Has anybody a clue on what's possibly going wrong here? Has anybody experienced similar issues? I found very scarce information on the internet on people experiencing the same performance issues (i.e. here and here).
I'm aware of the fact that there a different video sizes, but two "simple" color conversions of an image with 1280x720 pixels is not supposed to consume around 2 seconds, especially not on a quite recent device as the iPhone 4 (S) are!
Any help, hints or experiences in this manner are highly appreciated!
Progress and further findings
Based on remi's comment I experimented with alternate solutions. Unfortunately I have to say that also the following (very trivial) thing does not work:
Mat colorMat, gray;
vector<Mat> channels;
AVDEBUG("starting", TAG,1);
colorMat = Mat(vHeight,vWidth,CV_8UC4, rImageData); // no data is copied
AVDEBUG("first", TAG, 1);
split(colorMat, channels);
AVDEBUG("intermediate " << colorMat.size(), TAG, 1);
// no BGRA2BGR conversion at all!!
gray = channels[0]; // take blue channel for gray
AVDEBUG("end", TAG, 1);
Produces the following output:
2014-07-24 09:07:41.763 CheckIfReal[604:3d03] AvCore-Debug: (Debug, Tag=CoreManager) Frame accepted (/Users/tbergmueller/Documents/dev/AvCore/avcore/CoreManager.cpp, line 591)

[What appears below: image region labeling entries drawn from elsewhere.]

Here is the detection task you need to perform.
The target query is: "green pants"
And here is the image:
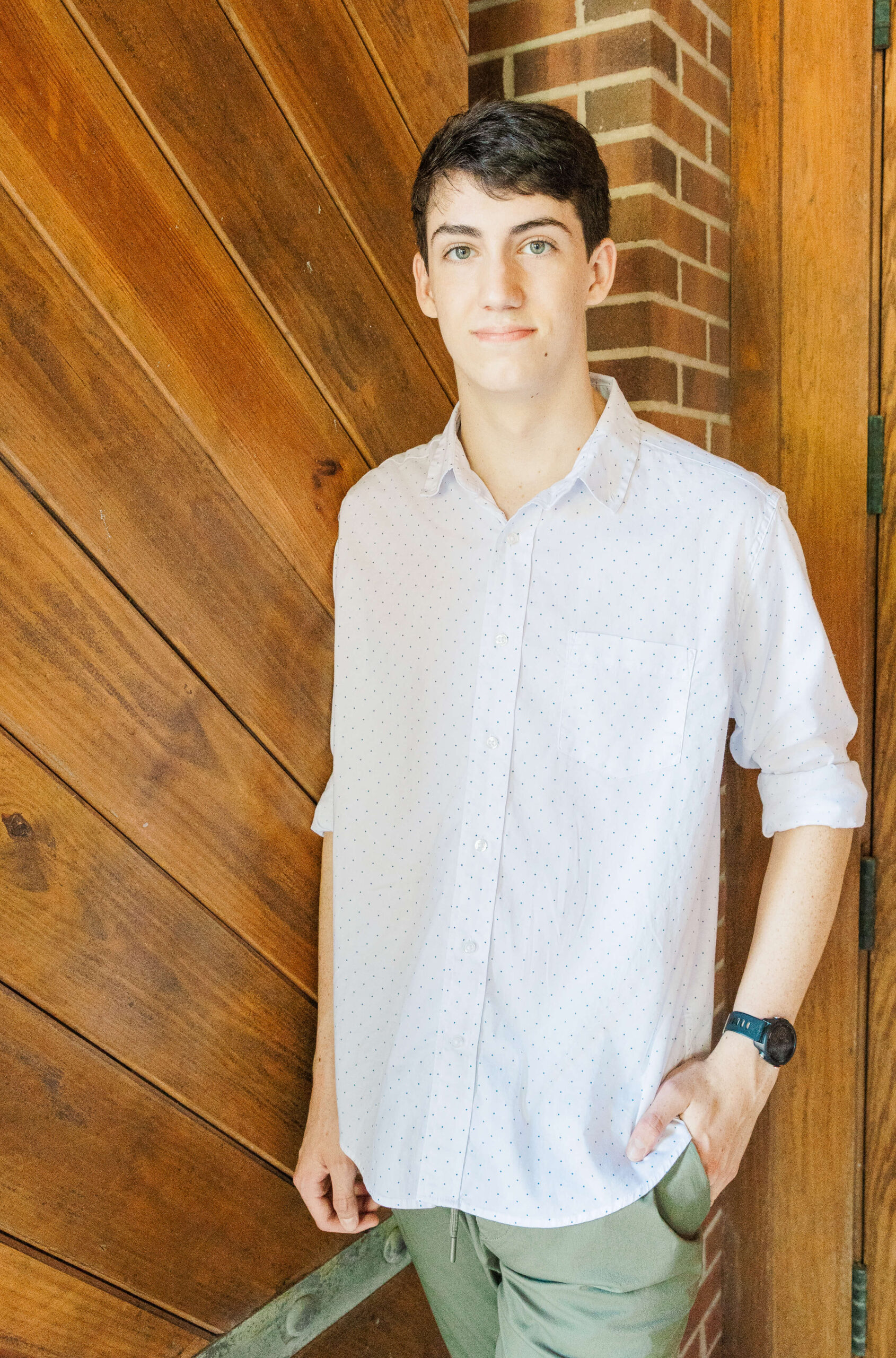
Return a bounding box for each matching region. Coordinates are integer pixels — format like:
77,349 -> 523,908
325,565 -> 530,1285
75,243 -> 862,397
395,1142 -> 710,1358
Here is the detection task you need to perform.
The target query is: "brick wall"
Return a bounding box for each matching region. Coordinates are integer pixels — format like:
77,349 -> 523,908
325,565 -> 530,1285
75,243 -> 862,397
470,0 -> 731,456
470,0 -> 731,1358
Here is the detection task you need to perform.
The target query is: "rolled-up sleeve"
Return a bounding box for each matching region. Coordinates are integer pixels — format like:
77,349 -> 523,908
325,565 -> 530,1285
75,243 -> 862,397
311,774 -> 332,835
731,495 -> 866,837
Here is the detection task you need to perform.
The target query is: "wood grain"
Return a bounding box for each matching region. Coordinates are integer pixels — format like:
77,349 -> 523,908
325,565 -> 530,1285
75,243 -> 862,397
301,1264 -> 448,1358
69,0 -> 451,462
0,1242 -> 209,1358
0,450 -> 320,991
342,0 -> 467,151
0,180 -> 332,797
725,0 -> 870,1358
0,987 -> 345,1332
0,0 -> 366,607
0,180 -> 332,797
864,32 -> 896,1358
0,735 -> 317,1173
218,0 -> 456,399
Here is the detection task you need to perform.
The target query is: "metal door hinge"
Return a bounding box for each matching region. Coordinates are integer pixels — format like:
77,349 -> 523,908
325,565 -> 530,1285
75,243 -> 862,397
872,0 -> 889,51
853,1263 -> 867,1358
859,858 -> 877,952
867,415 -> 884,513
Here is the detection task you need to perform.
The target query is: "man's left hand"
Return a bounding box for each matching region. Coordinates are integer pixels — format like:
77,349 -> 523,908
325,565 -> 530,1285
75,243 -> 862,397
626,1032 -> 778,1202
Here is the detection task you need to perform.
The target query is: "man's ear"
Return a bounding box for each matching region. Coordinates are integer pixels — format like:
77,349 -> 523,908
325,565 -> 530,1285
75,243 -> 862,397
585,236 -> 617,307
414,251 -> 438,320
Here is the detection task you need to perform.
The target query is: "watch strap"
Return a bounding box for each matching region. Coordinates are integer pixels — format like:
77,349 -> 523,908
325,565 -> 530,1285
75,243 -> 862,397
724,1009 -> 768,1043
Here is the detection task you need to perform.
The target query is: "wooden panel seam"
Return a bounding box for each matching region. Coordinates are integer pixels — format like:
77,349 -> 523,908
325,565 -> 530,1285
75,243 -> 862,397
0,980 -> 292,1189
0,432 -> 318,815
61,0 -> 432,467
0,1230 -> 220,1340
0,170 -> 334,627
217,0 -> 453,405
341,0 -> 468,155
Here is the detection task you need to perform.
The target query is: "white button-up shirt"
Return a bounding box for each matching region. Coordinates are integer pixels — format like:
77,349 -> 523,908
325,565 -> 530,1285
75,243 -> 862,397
314,378 -> 865,1226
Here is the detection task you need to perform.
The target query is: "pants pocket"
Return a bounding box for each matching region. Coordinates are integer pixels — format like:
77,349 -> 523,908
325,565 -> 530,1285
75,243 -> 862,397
653,1141 -> 710,1241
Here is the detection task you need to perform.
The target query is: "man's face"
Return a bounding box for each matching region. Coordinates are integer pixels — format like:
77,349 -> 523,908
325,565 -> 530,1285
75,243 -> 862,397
414,175 -> 617,395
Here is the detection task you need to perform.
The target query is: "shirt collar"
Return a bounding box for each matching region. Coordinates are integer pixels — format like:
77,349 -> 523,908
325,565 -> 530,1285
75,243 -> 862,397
421,372 -> 641,511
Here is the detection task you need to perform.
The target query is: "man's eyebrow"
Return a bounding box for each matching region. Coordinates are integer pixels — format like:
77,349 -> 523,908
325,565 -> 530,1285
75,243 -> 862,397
511,217 -> 573,236
431,221 -> 482,240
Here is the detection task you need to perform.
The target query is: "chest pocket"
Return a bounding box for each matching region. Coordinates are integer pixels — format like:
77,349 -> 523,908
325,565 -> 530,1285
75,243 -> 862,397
559,631 -> 697,778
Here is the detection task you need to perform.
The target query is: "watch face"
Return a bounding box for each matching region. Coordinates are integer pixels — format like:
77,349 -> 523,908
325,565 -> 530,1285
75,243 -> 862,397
766,1019 -> 797,1066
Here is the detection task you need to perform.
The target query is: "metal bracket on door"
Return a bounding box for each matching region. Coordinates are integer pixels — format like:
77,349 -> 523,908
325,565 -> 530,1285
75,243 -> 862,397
203,1217 -> 410,1358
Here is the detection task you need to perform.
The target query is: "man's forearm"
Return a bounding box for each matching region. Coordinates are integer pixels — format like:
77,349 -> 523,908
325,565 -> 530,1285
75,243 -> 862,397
314,834 -> 335,1093
733,825 -> 853,1023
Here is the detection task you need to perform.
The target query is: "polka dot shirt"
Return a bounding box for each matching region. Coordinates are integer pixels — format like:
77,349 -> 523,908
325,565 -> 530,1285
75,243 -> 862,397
314,378 -> 865,1226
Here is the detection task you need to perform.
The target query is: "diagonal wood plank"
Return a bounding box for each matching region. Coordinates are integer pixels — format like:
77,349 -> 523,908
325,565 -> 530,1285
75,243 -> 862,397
0,456 -> 320,991
66,0 -> 451,462
0,733 -> 317,1173
0,987 -> 346,1332
0,180 -> 332,797
0,0 -> 366,607
342,0 -> 467,151
218,0 -> 456,399
0,1242 -> 208,1358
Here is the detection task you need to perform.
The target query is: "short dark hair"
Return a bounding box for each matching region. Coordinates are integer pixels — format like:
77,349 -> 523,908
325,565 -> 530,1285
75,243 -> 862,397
411,99 -> 610,266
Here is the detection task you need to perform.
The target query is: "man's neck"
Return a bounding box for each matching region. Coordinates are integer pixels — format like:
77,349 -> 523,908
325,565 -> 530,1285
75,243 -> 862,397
458,364 -> 605,519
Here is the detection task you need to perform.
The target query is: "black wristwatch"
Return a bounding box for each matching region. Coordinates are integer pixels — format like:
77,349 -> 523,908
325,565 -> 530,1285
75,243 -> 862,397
724,1011 -> 797,1066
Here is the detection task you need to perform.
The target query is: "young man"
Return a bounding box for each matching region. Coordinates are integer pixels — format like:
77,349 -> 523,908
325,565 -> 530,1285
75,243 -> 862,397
295,102 -> 865,1358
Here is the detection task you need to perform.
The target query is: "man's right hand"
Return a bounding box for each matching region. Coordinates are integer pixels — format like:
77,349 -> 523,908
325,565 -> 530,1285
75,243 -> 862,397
292,1072 -> 380,1234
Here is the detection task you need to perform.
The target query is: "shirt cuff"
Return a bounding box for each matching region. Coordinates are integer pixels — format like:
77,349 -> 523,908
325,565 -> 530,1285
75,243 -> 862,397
759,761 -> 867,838
311,774 -> 332,835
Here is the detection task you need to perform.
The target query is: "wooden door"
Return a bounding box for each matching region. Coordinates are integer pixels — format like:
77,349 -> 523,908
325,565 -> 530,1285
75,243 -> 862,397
722,0 -> 868,1358
0,0 -> 467,1358
857,24 -> 896,1358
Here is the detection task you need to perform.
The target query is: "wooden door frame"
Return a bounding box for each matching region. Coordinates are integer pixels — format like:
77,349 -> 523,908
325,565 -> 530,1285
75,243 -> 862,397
724,0 -> 873,1358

2014-07-24 09:07:41.765 CheckIfReal[604:3d03] AvCore-Debug: (Debug, Tag=CoreManager) starting (/Users/tbergmueller/Documents/dev/AvCore/avcore/CoreManager.cpp, line 636)
2014-07-24 09:07:41.771 CheckIfReal[604:3d03] AvCore-Debug: (Debug, Tag=CoreManager) first (/Users/tbergmueller/Documents/dev/AvCore/avcore/CoreManager.cpp, line 641)
2014-07-24 09:07:44.599 CheckIfReal[604:3d03] AvCore-Debug: (Debug, Tag=CoreManager) intermediate [720 x 1280] (/Users/tbergmueller/Documents/dev/AvCore/avcore/CoreManager.cpp, line 665)
2014-07-24 09:07:44.605 CheckIfReal[604:3d03] AvCore-Debug: (Debug, Tag=CoreManager) ending (/Users/tbergmueller/Documents/dev/AvCore/avcore/CoreManager.cpp, line 682)
Hence the Mat constructor Mat() is fast, because no data is copied (refer docs). However, the split() function takes in this code sample almost 3seconds!! Taking the blue channel as gray Mat is then fast again, since only a Mat-header is created.
This once again indicates that there is something wrong with the loop implementation, since split() copies data, which is obviously done in a loop.